Cette façon qu’ont les livres de rester dans le silence et l’obscurité de la maison. D’attendre. Ailleurs, dans les rues, c’est le défilé du carnaval. En plus des chars, d’immenses ballons vivement colorés figurent des tigres et des dragons. Le sol est jonché de confettis et de serpentins mais, dans le ciel bleu très sombre, les ballons évoquent une pureté étrange et désertique à laquelle nous avait habitués, il y a bien longtemps déjà, les dessins de Moebius. Où animaux et machines se combinent pour former des appareils compliqués, hauts parfois de plusieurs étages, que des enfants juchés au faîte conduisent en dormant.

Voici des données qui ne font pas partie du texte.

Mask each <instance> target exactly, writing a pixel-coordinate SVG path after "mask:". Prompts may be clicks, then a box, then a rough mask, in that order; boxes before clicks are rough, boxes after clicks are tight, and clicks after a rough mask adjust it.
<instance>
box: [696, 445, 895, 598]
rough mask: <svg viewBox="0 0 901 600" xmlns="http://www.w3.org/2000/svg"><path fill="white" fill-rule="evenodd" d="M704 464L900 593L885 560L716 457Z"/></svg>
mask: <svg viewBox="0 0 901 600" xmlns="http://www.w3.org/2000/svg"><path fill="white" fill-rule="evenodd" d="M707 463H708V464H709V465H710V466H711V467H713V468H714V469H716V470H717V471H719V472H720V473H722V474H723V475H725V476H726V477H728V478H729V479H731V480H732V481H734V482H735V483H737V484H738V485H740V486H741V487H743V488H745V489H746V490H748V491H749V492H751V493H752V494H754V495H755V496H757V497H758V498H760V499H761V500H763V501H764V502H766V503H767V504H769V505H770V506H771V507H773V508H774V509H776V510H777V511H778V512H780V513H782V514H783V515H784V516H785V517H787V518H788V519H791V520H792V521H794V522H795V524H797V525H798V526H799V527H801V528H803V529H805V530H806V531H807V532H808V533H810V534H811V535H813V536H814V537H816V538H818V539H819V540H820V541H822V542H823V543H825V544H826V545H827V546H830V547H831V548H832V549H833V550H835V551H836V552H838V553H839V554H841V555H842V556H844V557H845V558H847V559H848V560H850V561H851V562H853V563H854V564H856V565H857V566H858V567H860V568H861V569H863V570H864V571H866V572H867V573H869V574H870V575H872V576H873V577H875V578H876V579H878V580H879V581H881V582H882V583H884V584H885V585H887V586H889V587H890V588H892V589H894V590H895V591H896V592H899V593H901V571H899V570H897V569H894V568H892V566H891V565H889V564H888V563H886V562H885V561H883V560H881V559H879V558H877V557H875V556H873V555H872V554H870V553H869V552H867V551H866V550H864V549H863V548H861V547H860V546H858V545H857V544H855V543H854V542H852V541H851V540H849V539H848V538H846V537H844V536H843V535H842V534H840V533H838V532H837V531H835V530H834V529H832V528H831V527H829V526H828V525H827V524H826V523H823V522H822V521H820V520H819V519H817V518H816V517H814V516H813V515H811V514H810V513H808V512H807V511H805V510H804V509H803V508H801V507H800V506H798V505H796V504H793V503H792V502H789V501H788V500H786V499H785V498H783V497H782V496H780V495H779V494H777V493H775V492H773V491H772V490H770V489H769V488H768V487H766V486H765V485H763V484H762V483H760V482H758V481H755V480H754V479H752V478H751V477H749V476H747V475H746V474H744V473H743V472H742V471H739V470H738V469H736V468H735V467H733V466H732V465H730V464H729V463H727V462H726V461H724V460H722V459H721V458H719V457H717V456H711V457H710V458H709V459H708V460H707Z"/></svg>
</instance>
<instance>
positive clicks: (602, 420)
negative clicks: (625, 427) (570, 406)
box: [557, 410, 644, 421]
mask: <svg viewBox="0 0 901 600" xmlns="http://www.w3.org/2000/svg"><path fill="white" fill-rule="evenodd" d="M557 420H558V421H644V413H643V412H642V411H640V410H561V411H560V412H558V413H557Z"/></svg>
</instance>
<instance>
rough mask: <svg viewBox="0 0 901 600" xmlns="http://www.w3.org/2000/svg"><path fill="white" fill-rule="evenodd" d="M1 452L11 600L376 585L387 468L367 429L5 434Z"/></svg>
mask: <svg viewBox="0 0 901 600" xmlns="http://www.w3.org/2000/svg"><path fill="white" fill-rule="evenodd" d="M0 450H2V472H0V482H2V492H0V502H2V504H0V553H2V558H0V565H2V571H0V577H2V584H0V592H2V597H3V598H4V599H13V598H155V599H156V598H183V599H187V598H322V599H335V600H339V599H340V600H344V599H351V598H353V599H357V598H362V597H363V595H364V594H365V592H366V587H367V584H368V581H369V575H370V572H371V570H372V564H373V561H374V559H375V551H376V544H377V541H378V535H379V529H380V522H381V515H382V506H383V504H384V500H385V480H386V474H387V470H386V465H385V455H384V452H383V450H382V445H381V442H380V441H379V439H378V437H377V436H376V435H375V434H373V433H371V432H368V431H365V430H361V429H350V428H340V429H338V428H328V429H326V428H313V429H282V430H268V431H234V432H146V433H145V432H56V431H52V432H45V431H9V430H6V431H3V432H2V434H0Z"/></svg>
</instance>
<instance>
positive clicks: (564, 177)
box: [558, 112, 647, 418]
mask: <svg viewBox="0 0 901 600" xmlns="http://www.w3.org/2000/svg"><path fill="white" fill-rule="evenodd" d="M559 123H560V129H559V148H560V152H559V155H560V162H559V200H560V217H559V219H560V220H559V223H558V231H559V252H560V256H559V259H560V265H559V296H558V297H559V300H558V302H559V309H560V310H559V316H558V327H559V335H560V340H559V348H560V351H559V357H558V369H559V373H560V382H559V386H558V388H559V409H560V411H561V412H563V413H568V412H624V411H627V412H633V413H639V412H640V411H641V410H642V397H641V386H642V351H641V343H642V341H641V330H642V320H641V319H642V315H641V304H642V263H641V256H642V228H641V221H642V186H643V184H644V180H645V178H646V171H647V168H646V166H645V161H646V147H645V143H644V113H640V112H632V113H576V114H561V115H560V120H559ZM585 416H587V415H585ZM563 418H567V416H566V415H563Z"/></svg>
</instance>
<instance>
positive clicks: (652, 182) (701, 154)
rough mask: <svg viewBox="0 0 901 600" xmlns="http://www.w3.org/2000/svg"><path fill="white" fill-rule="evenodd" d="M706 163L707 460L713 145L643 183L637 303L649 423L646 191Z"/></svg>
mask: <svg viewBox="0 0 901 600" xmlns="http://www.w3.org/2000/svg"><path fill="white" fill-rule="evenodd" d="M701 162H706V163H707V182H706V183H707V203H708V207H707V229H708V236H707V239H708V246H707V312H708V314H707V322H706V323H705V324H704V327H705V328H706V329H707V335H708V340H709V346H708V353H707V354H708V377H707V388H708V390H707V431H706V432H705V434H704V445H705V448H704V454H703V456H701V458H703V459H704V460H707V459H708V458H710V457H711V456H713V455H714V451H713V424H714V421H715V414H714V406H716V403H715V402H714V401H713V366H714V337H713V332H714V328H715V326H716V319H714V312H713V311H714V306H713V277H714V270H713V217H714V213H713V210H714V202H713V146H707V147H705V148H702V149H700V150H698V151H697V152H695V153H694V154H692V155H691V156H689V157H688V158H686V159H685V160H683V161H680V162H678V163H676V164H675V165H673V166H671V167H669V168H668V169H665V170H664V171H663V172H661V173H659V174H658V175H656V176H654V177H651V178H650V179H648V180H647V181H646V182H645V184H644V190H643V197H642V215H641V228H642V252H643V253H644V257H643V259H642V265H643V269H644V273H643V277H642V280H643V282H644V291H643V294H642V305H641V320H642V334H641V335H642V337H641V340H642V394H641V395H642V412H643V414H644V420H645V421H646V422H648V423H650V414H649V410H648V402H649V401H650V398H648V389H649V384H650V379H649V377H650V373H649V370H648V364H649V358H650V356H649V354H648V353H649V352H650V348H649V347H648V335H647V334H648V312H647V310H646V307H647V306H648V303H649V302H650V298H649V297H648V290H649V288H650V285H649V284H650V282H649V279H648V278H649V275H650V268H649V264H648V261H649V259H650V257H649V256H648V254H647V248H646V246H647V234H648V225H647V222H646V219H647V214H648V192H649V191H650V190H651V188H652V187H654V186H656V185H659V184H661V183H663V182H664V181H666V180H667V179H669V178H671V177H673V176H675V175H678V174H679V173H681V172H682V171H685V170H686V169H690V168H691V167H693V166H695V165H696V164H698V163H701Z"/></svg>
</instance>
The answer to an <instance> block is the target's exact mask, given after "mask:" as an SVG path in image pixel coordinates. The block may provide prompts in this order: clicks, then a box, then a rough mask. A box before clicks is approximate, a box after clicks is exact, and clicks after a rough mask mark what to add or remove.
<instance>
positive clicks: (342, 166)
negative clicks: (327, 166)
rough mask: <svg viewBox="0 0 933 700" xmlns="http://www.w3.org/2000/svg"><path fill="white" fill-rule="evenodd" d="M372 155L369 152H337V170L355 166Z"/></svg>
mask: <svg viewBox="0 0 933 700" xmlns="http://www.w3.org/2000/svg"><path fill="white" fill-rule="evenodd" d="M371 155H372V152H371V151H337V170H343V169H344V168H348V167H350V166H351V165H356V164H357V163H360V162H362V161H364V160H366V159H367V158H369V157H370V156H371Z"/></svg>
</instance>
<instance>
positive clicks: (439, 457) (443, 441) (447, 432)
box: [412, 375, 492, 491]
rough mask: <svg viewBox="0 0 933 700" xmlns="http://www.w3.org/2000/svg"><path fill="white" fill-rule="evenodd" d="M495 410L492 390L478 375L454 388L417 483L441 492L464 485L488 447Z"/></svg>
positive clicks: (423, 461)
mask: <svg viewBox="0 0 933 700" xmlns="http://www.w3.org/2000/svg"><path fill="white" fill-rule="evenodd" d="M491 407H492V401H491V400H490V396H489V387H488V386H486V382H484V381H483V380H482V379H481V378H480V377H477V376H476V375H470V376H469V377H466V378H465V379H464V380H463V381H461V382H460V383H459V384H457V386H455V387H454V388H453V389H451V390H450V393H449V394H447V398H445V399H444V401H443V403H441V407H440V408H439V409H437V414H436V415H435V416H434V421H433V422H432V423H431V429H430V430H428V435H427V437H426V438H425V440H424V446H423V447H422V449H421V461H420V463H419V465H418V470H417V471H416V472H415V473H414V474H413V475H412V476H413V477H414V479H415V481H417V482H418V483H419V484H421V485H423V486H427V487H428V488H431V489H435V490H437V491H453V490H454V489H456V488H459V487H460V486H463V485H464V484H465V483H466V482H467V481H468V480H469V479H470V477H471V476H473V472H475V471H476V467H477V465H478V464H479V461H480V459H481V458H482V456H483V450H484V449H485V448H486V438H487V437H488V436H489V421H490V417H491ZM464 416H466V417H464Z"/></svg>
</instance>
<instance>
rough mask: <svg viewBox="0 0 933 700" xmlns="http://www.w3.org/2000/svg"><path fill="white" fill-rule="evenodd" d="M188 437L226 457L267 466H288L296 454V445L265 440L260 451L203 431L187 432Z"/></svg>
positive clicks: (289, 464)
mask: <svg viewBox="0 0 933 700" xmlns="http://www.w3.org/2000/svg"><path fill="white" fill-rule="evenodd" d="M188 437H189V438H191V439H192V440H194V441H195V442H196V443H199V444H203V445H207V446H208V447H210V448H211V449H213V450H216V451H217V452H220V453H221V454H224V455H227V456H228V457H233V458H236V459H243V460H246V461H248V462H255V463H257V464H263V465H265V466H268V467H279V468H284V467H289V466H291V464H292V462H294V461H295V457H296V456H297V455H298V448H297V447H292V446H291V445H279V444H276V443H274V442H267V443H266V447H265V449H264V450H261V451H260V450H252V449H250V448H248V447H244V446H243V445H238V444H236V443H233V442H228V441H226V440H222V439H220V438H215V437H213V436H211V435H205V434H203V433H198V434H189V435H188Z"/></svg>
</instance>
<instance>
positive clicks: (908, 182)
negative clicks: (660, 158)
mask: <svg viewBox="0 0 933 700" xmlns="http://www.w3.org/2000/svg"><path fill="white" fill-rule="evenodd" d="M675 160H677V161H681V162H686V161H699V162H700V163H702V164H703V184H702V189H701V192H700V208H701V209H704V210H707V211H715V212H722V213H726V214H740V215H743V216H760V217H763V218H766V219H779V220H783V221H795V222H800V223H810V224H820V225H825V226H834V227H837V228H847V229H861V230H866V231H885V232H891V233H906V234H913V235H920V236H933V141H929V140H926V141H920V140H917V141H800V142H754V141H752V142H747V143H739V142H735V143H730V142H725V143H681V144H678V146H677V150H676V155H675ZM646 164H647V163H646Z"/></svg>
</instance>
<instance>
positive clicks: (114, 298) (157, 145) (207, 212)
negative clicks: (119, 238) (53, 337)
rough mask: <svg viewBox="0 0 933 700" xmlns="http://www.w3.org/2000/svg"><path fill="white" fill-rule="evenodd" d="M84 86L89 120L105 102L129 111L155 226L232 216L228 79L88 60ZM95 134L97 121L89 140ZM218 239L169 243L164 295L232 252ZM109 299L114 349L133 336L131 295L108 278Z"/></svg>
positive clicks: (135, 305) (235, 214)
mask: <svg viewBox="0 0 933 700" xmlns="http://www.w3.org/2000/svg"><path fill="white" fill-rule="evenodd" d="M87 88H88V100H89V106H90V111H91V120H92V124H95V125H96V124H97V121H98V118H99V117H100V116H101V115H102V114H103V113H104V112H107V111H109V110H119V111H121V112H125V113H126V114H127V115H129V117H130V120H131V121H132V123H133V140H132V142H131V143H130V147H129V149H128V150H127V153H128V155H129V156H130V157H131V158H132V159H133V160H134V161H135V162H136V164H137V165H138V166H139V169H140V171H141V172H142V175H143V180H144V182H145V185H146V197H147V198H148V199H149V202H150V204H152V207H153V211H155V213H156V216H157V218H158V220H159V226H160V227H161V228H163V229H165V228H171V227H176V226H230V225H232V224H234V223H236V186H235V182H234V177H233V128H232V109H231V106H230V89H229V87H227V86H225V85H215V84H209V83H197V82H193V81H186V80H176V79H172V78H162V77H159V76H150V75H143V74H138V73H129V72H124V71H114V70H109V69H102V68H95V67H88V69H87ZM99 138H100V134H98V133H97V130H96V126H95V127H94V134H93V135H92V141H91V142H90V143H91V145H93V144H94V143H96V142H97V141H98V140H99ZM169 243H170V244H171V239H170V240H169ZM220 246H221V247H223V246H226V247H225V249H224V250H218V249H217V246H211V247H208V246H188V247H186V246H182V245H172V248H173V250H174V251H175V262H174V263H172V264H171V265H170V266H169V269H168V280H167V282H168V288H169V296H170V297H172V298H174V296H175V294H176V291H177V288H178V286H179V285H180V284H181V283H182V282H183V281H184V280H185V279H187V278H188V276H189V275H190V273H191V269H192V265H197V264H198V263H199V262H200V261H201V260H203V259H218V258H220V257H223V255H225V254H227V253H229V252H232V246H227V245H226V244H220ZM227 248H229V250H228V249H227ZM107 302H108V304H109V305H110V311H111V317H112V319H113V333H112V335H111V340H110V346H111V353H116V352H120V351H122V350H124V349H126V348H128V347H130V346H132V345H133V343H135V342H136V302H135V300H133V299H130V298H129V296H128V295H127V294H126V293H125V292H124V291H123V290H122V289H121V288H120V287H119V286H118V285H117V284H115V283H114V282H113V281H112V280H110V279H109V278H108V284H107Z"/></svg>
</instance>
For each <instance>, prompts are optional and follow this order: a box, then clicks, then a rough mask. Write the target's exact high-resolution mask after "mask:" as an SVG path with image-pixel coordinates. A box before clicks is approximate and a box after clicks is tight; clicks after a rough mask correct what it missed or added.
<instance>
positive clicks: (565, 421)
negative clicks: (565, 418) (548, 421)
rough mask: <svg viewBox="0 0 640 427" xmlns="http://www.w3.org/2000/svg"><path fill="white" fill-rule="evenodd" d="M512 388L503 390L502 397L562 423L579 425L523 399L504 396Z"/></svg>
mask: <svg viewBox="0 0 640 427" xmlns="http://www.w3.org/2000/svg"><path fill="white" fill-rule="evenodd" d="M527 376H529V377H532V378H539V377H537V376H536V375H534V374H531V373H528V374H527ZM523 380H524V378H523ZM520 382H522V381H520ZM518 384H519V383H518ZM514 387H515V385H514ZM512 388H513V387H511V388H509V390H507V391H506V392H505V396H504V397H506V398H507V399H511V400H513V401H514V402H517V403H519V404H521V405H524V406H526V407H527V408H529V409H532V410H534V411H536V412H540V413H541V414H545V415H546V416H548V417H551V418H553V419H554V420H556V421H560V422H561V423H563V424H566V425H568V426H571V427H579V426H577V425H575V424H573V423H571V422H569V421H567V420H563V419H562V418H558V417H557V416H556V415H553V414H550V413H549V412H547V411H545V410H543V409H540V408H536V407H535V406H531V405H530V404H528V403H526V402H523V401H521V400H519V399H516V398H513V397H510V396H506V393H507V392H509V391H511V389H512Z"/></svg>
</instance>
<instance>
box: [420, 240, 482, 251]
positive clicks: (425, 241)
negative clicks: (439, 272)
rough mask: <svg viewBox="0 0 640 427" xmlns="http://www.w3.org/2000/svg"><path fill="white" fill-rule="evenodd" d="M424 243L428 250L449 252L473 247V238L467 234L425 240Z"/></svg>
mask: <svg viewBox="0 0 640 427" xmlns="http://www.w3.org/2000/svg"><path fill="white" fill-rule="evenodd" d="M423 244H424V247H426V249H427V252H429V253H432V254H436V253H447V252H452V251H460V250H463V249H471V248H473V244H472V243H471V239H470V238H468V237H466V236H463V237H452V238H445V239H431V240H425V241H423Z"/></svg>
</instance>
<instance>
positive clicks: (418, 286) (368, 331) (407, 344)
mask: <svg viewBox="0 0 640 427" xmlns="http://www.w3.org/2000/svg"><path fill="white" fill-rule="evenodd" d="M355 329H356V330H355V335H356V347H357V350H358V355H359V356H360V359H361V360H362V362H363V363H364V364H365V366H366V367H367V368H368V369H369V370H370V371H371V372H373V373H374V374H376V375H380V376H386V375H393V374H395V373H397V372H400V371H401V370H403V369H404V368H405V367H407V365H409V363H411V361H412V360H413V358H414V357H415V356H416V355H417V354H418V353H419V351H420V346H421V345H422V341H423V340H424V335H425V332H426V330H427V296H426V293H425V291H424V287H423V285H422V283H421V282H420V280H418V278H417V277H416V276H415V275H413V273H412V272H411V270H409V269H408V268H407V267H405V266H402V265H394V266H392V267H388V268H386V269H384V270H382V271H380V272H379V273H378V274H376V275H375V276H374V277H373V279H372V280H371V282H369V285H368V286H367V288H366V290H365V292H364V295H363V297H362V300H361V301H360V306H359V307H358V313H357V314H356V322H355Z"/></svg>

Lorsque nous sommes rentrés, Arthur Gordon Pym m’attendait dans son volume de La Pléiade acheté en 66-67 à la librairie Lyceum du boulevard Gambetta. Hier, le relisant, je notais que l’emballement fiévreux que Georges Bataille imprime aux premières pages de l’Histoire de l’œil pouvait être inspiré par son premier chapitre, où l’on voit que deux garçons dorment dans le même lit, après un dîner copieusement arrosé, quand l’un se réveille tout à coup et déclare que la nuit est trop belle, trop froide et si évidemment porteuse d’une tempête qu’il convient d’aussitôt se vêtir, courir démarrer le minuscule canot qui les attend au port et cingler vers le large. Mais il était trop tard.